Cookie Bear 〜 Cookieの起源

ジョークプログラムに関連して、もうひとつ。

webブラウザなどでユーザー情報を保存する手段として、Cookieというものがあります。なぜCookieと呼ばれるようになったのかについては諸説あって、日本ではおみくじクッキー (fortune cookie) 由来説がよく知られていますが、今日もっとも有力なのは「クッキーベア」と呼ばれるジョークプログラムをルーツとする説です。

1970年のこと。あるところに悪戯好きなIBMメインフレームのオペレータがいました。彼はホストコンピュータから気まぐれに端末をロックアウトして、そのユーザーたちに「クッキーおくれよ」とメッセージを送り、ユーザーが 'cookie' と入力するまでは何もさせない、なんていうおふざけをよくやっていたそうです。

これはアンディ・ウィリアムズが主演する人気バラエティ番組のパロディでした。番組中にはアンディからあの手この手でクッキーを掠め取ろうとする熊「クッキーベア」が登場するコントがあって、これが当時一部のハッカーたちの間でバカ受けしていたのです (ちなみに「クッキーベア」は「セサミ・ストリート」に登場するクッキーモンスターの元ネタでもあります)。
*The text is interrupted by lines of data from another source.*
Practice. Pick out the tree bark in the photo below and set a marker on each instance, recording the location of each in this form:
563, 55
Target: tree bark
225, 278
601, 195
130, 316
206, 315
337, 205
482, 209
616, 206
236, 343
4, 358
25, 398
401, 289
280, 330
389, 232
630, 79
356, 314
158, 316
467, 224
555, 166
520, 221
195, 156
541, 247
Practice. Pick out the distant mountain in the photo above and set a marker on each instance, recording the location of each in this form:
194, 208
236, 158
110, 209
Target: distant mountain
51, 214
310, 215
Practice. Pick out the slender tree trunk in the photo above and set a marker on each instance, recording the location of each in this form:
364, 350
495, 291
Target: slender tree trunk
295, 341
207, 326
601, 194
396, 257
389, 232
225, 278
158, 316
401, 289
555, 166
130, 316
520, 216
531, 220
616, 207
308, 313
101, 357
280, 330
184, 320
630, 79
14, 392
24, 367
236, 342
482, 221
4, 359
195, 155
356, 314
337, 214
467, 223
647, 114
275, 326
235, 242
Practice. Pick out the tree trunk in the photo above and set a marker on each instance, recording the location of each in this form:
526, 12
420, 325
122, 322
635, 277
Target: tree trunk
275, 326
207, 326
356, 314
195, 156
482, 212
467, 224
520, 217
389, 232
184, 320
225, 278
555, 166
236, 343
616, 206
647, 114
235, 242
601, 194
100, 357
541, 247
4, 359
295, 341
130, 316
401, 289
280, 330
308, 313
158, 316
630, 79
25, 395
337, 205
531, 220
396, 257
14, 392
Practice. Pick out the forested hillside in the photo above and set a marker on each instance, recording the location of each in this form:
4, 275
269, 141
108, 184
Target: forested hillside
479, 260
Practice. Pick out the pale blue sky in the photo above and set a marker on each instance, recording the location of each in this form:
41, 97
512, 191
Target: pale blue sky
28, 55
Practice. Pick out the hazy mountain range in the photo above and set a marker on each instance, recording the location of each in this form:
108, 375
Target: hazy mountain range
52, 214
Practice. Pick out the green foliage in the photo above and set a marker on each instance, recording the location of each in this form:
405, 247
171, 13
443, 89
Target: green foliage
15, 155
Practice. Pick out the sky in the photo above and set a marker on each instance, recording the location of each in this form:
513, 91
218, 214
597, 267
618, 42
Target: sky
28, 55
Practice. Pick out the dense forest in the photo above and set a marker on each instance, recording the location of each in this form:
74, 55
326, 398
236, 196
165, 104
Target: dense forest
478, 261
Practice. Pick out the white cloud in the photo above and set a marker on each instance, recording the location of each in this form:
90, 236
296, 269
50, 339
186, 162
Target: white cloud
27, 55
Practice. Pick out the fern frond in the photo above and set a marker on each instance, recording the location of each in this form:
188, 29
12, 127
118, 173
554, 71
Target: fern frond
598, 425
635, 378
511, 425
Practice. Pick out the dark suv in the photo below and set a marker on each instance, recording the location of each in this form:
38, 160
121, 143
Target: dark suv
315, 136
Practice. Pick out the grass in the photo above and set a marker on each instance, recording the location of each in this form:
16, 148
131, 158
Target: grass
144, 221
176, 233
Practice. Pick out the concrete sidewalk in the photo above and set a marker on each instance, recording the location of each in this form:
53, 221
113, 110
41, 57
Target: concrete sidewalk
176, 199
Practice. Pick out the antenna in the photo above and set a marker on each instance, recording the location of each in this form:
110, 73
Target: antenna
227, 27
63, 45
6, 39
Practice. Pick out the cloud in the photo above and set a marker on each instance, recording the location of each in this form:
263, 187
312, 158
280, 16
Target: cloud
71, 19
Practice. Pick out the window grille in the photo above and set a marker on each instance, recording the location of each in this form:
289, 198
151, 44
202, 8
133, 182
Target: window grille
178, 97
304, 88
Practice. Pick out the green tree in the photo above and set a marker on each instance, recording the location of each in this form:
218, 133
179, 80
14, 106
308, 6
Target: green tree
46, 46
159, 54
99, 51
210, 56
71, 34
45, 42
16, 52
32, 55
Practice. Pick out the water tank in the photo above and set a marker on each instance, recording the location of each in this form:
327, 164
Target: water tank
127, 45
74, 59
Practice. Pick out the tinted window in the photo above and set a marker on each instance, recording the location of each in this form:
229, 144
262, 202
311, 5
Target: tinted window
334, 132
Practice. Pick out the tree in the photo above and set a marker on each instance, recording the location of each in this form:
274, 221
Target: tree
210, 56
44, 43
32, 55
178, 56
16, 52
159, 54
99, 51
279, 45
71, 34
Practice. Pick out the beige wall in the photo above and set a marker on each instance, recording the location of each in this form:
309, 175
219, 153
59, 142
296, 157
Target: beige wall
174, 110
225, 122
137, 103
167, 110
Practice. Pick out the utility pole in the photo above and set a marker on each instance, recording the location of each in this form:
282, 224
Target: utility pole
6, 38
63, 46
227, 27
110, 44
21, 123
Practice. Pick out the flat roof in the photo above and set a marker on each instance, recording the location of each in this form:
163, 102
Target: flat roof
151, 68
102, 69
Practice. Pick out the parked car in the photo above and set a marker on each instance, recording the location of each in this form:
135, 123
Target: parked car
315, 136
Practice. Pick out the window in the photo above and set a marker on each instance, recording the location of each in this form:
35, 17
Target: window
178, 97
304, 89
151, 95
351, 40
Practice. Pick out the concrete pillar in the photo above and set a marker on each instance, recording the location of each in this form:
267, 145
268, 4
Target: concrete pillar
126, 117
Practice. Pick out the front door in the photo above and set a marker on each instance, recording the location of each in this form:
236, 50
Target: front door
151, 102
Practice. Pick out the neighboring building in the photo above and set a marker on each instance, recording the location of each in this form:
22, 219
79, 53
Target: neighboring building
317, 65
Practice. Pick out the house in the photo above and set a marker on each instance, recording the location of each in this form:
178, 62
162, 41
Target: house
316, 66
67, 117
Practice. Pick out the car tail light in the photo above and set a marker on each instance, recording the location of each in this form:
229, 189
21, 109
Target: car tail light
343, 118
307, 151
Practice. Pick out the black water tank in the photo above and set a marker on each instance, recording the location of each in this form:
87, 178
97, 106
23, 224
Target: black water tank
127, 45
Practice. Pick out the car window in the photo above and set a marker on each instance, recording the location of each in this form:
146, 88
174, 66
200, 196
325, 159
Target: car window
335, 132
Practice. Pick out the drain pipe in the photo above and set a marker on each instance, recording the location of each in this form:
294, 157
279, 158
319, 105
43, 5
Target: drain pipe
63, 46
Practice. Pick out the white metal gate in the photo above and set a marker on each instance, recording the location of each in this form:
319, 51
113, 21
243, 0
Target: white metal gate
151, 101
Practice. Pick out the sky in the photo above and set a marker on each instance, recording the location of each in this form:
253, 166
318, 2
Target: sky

この悪戯の話を聞いて「そういうコンセプトでやるなら、自動化しちゃったほうがいいんじゃないのか」と強く感じたハッカーがいました。クリストファ・タヴァレスというMITの学生です。彼は実際に、当時使用していたMultics (GE-645のOS) でプログラムを組みました。そしてセキュリティの甘いユーザが席を立った隙に起動ファイルに細工して (一行書き足すだけ)、ある時間が来ると「クッキーベア」が起動するようにしたのです。

彼の電脳熊は、5〜10分の不定期な間隔で「クッキーおくれよ」と四度せがみ、それで反応が得られないと「OK, じゃあ失せるとするよ。ダメな野郎だね」と捨て台詞を吐いて消えるというものでした。このプログラムはこっそり外部から呼び出されるため、ユーザーの手元にほとんど痕跡を残しません。その巧妙な仕掛けが評判を呼び、彼の「Cookie Bear」はまたたく間に他のMultics機にも飛び火。PDP-10を始めとする当時の主要なミニコンピュータにも次々と移植されました。タヴァレス氏によると、「クッキーベア」はペンタゴンにまで持ち込まれ、アクセス時の機密保持に応用されたそうです。

UnixにおけるMagic Cookieもまた、おそらくはこうした流れを受け継いで誕生したものなのでしょう。そしてこれが、今日のwebブラウザにおけるcookieの足掛かりとなっていくわけです。